25/09/2015 às 05h00
O Banco Central entrou em ação e fez claras advertências aos mercados de que não só não vai sancionar, como usará todos os instrumentos de que dispõe para debelar as estimativas delirantes em relação à taxa de câmbio e de juros. Os juros futuros dispararam, provocando um aperto de liquidez exagerado e rápido, pois neles se baseiam os empréstimos bancários de curto e médio prazo. Diante da instabilidade econômica, não há vitórias definitivas, mas o recado do BC teve o efeito imediato de fazer a cotação do dólar recuar 3,71% e cair abaixo dos R$ 4 (R$ 3,9916) e dissipar parte da extraordinária pressão sobre os juros futuros. Os contratos de janeiro de 2016 passaram a marcar 14,6% (ante 14,8%) com recuos ainda mais relevantes nos contratos com prazos mais longos. Os juros de janeiro de 2017 caíram de 17,2% para 15,7%.

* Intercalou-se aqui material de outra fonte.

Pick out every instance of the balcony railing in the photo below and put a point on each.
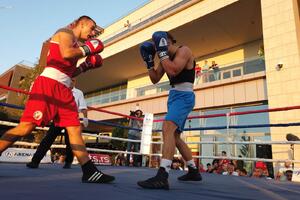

O presidente do BC, Alexandre Tombini, inesperadamente, passou as mensagens que mudaram o rumo do comportamento dos preços dos ativos ontem. Primeiro, afirmou que o BC tem meios à mão para reduzir “a volatilidade e a ansiedade dos mercados”. No caso do câmbio, foi explícito: “Reservas internacionais são um seguro, podem e devem ser utilizadas”. No caso dos juros, Tombini indicou que a forte elevação das taxas, refletindo aumentos do prêmio de risco, “não servirão de guia para a condução da política monetária nos próximos meses”. Depois, acrescentou que não há limites para a atuação da política monetária nesse cenário de estresse.
Ao mesmo tempo, em ação coordenada, o Tesouro anunciou uma bateria diária de compra e venda de NTN-F de amanhã até o dia 2 de outubro, para dar parâmetros aos juros, cuja referência decolou da realidade.
Os recados de Tombini ocorreram pouco antes da apresentação do Relatório de Inflação do BC, onde está delineada a estratégia da autoridade monetária e seus fundamentos.
Uma das questões de fundo da crise atual é a vacilação quanto ao ajuste fiscal, cuja sinalização cheia de erros e ruídos levou o país, primeiro a perder o grau de investimento da S&P e, depois, ao descolamento especulativo dos preços dos ativos. O presidente do BC e o relatório, porém, chamam a atenção para o fato de que o ajuste cambial e o aperto monetário existem e estão tendo efeitos corretivos bem maiores que o esperado.
Embora ambos não compensem a ausência do aperto fiscal, têm peso igualmente importante e estão fazendo seu papel. O ajuste cambial é importante, segundo o BC, mas deve ser combatida a “reatividade excessiva”, assim como identificadas as causas reais da volatilidade. Se leilões de linha em dólar e swaps cambiais não fizerem efeito, e tudo degringolar, como ameaçava acontecer nos últimos dias, há reservas de US$ 370 bilhões para essa finalidade.
O aperto monetário, porém, teve poder recessivo mais profundo do que o BC esperava. A capacidade ociosa da indústria, por exemplo, hoje é maior até do que a fulminante queda observada no auge da crise de 2008-2009. Os investimentos vão cair 12,3%, muito mais do que os 7% previstos antes. O recuo do consumo das famílias será bem superior a 0,5%, devendo chegar a 2,4%. O PIB cairá 2,7%.
Esse mergulho recessivo permitirá, segundo o BC, cumprir 80% do caminho para atingir inflação de 4,5% que se esperava para 2016. No cenário de referência, a inflação cederá até 5,3% no ano que vem, e estará abaixo da meta em 2017. Para atingir a meta em 2016, segundo o relatório, “falta a ancoragem fiscal”, mas ainda há esperança de que ela contribua com seu quinhão ao longo dos próximos meses.
O efeito recessivo está sendo mais forte que a desvalorização cambial no jogo dos preços, onde têm consequências opostas, segundo os exercícios do BC. Os choques de demanda são mais contracionistas que os choques cambiais sobre os preços livres à medida que a economia desacelera rapidamente. Com isso, o cenário para a inflação pode se materializar, com recuo forte de 3,5 pontos percentuais ou mais no IPCA até o fim de 2016, sem nova elevação dos juros.
Quando os mercados indicaram que a política econômica estava à deriva, o BC apontou que eles estavam se esquecendo da política monetária e que, no caso do câmbio, a autoridade monetária mal começou a usar o arsenal que possui contra expectativas exacerbadas. Isso não resolve os problemas de fundo, mas tem o poder precioso, nas crises, de limitar danos à economia e apontar padrões de atuação cujo poder os investidores conhecem.